I would avert my eyes. I should avert my eyes.

But I can’t.

I can’t be blamed for this. What eighteen-year-old would turn his head away, refuse to look? Not me, that’s for sure. Not anyone I know.

Seems to me, anyway, that she wants to be seen.

And there she stands in the wet sand, the water likely freezing to her bare skin in the cold, autumn air. She makes no attempt to dry herself off or to get dressed. Her back is to the lake now and she takes in what’s on the other side: the playground and carousel, the beach grass and a line of vacuous trees.

And me.

And that’s when she turns to me and waves.

And I prove to the world that I really am a chickenshit when I turn and walk away, pretending I don’t see.





Quinn

I rise to my feet and follow the ringing of the phone to the kitchen, fully expecting to see Esther’s cell stashed there on the countertop beside canisters of flour, sugar and cookies. But no such luck. I’m not one to answer her phone or even notice its ring, but now I’m worried. Perhaps Esther is in trouble; perhaps she needs my help. Perhaps it’s Esther on the other end of the line calling me for help on her phone. She’s lost, doesn’t have enough cash for a cab. Something along those lines.

But she could just call me on my phone, then. Of course she could. That would make more sense. But still. Maybe...

I flip on the stove light and continue to search, tracking the subdued ringtone as Hansel and Gretel tracked bread crumbs through the deep, dark woods. It sounds far away and hard to hear, as if there’s cotton in my ears. I open and close the stove, the refrigerator, the cabinets, though it seems utterly absurd to do so. To look for a phone inside a refrigerator. But I do, anyway.

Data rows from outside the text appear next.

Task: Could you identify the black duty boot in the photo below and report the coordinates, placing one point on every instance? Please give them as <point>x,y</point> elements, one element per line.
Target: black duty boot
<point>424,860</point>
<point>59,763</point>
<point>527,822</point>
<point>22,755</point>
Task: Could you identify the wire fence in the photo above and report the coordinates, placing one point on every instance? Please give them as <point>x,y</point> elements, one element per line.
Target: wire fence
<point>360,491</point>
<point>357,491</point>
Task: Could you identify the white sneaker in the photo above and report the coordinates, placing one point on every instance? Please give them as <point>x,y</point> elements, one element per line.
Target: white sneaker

I continue on my search. The phone rings once, twice, three times. I’m nearly certain the call will go to voice mail and this will all be for naught, when I find it tucked away inside the pocket of a red zip-up hoodie that hangs from a hanger in our teeny-weeny coat closet.

I snatch up the phone, ousting the hoodie from its hanger as I do, watching it fall to the floor as I answer the call, the caller ID reading Unknown.

“Hello?” I ask, pressing the phone to my ear.

“Is this Esther Vaughan?” probes a voice on the other end of the line.